I've been going over some of Butterfly McQueen's appearances on the show recently, and I'm starting to get a feeling of why there's a story that she walked off saying that she didn't want to play "Prissy" (her character in Gone With the Wind) any more.
As opposed to Rochester who always gets the best of Jack, Butterfly is very much a silly, simpleton character. Mary dictates a dinner menu to her, and she says she's having trouble with the spelling. "What are you having trouble with?" asks Mary. "The words," says Butterfly (listen to her delivery on that...call me crazy, but I think she disliked that line).
Later Butterfly borrows Mary's bottle of liquid stockings: "How much do you have to drink before they go to your legs?"

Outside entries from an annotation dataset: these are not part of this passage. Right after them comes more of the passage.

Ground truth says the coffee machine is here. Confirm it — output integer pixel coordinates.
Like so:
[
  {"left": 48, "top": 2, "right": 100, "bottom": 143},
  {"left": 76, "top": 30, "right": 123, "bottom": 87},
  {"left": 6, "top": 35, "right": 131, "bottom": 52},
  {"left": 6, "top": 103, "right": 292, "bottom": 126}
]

Having just finished Elizabeth McLeod's MAGNIFICENT book on "The Original Amos n Andy" (look for it on Amazon.com...it's definitely a MUST READ), I have been immersed in discussion of the issues around the portrayal of African American characters on radio of this time. And Butterfly's character definitely falls into the minstrelsy of another era (although she's not really in dialect), an unflattering portrait of a rather dimwitted servant.
I find this very surprising, since the writers were already coming around with Rochester's character by then, lifting him out of the razor-fighting and crap-shooting 30s to the smart, one-upsman that we all remember. Perhaps they couldn't have Butterfly be smarter than Mary, since Mary was always harassing Jack in one way or another and was seldom herself the butt of jokes. And in fact when Mary got Pauline, her subsequent maid, Pauline is also a silly character who rambles verbally.
I'd be interested to hear other thoughts on this.